Update README.md

c2220cb about 1 year ago

4.23 kB

	---
	license: apache-2.0
	datasets:
	- TriadParty/deepsword
	language:
	- zh
	- en
	---
	## Deepsword-34B-Base
	![f1d09b62cfa0687cf9070ee2a59a2a4.png](https://cdn-uploads.huggingface.co/production/uploads/630c1adea20a5367812196f6/0VTlW9BM-F_cbIF_ww4EP.png)
	Introducing wrath in the Seven Deadly Sins series of models.
	- Continuous pre-training of qlora on Yi-34b
	- High-quality martial arts novels
	- Thoughtful cleaning process

	This model is designed to serve as the base model in the agent model of the Live Action Role Playing games.

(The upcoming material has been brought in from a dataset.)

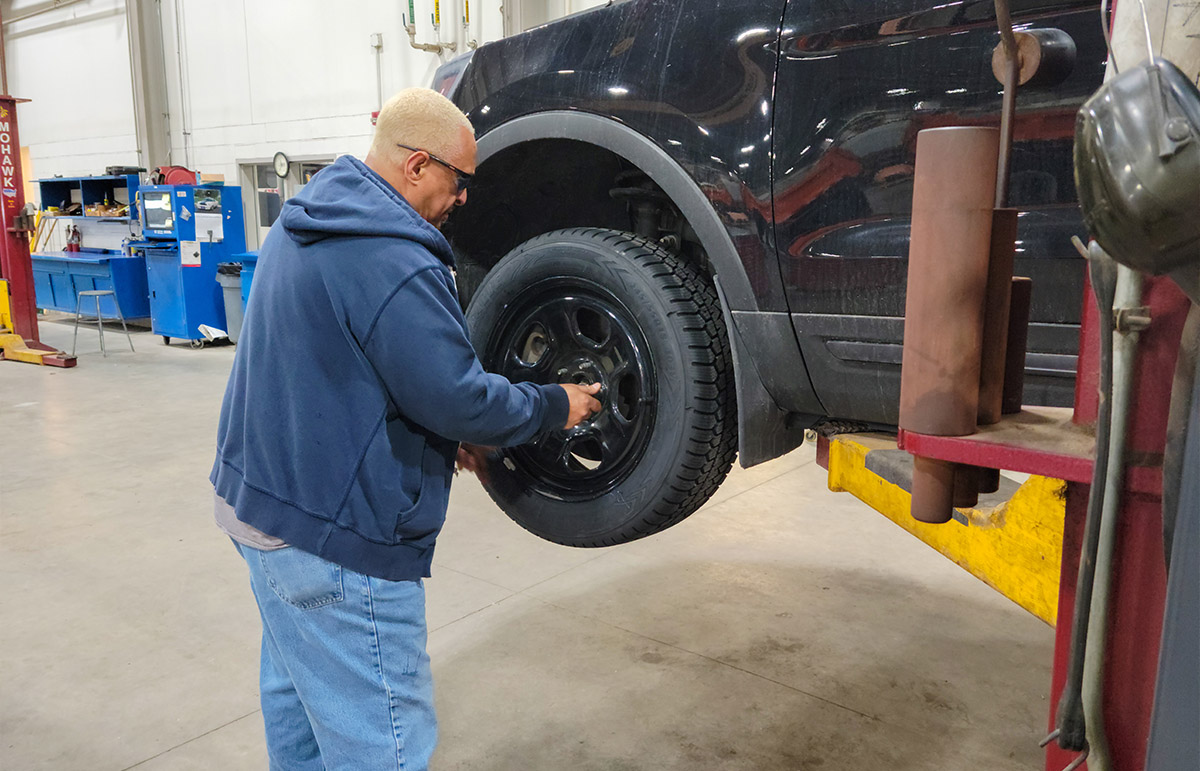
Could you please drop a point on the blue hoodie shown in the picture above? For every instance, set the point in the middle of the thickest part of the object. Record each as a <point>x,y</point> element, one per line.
<point>354,381</point>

For this purpose, I've collected approximately 10G of martial arts novels, sourced from various novel websites and PT sites. However, this dataset includes a significant amount of duplicate and low-quality content. To address these issues, I've undertaken the following steps:

	### 1. Define Data Quality Dimensions
	For martial arts novels, high-quality works are typically represented by authors like Jin Yong, Gu Long, and Liang Yusheng. In these novels, the complexity of the plot is a critical factor and is the focal point for script quality.

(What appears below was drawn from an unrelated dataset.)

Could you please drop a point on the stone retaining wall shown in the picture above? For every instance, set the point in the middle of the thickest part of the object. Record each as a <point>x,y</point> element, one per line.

	### 2. Quantify Data Quality Dimensions
	Given the emphasis on plot complexity, we approached this in several stages:

	Chapter Summarization:

	English: Utilize [Hugging Face's LED-Large-Book-Summary model](https://huggingface.co/pszemraj/led-large-book-summary).
	Chinese: Use the [Randeng-Pegasus-523M-Summary-Chinese](https://huggingface.co/IDEA-CCNL/Randeng-Pegasus-523M-Summary-Chinese) model.
	Vectorization and Complexity Analysis:

	Convert plot summaries into vectors using a BERT-based model.
	Measure transitions between chapters through cosine similarity or Euclidean distance.
	Develop a complexity algorithm focused on standard deviation and peak analysis.
	Metric Quantification:

	Apply subjective weighting to the complexity metrics derived from chapter transitions.
	### 3. Outcome
	By employing these methods, we can effectively filter out novels of higher quality. This refined [dataset](https://huggingface.co/datasets/TriadParty/deepsword) has been shared for further use. The next step is to continue pretraining, for which specific parameters can be referred to in my previous model descriptions.

	![image/png](https://cdn-uploads.huggingface.co/production/uploads/630c1adea20a5367812196f6/tOMnutLIoT3ImsocQ5hdt.png)

	![image/png](https://cdn-uploads.huggingface.co/production/uploads/630c1adea20a5367812196f6/XNH2opnnJ9ZwV7ACcBcHL.png)
	As you can see, the zero-shot effect is good. The settings in some pretraining novels are very naturally embedded into the characters.


	本模型旨在当作剧本杀游戏流程的agent模型中的基座模型。
	主要特性：
	1. Yi-34b上的qlora持续预训练
	2. 高质量的武侠小说
	3. 思虑周全的清洗流程

	本次收集了大概10G左右的武侠小说，从各种小说网站和pt站上爬取。本身存在大量的重复数据，也存在很多质量不高的小说。为了清洗这部分数据。做了以下工作：
	1. 定义数据质量维度。对于武侠小说，传统意义上比较高质量的作品是金庸，古龙，梁羽生这些人的小说。在这些作品中，情节的复杂程度无疑是其中的必备因素。而情节的复杂程度无疑也是剧本杀的重点。
	2. 量化数据质量维度。既然在上一步中我们定义了情节的复杂程度是重点，那么我们就可以：
	（1）把每一章节做一个概述，具体而言，英文推荐：https://huggingface.co/pszemraj/led-large-book-summary。中文推荐：Randeng-Pegasus-523M-Summary-Chinese
	（2）根据概述把情节摘要用基于bert的模型做成向量，然后通过定义一个复杂度的算法，具体而言，先把章节通过余弦相似度或者欧几里得距离来衡量章节之间的转折幅度。
	（3）通过章节之间的复杂程度指标通过标准差和峰值分析的主观加权来量化最后的指标。
	3. 这样最后能筛选出很多质量不错的小说。我已经分享了这部分数据。然后我们要做的只是将其持续预训练，具体参数参见我的上一个模型。

	效果展示：

	见上图

	可以看到，zero-shot效果不错。一些小说中的设定会非常自然的嵌入到角色中去。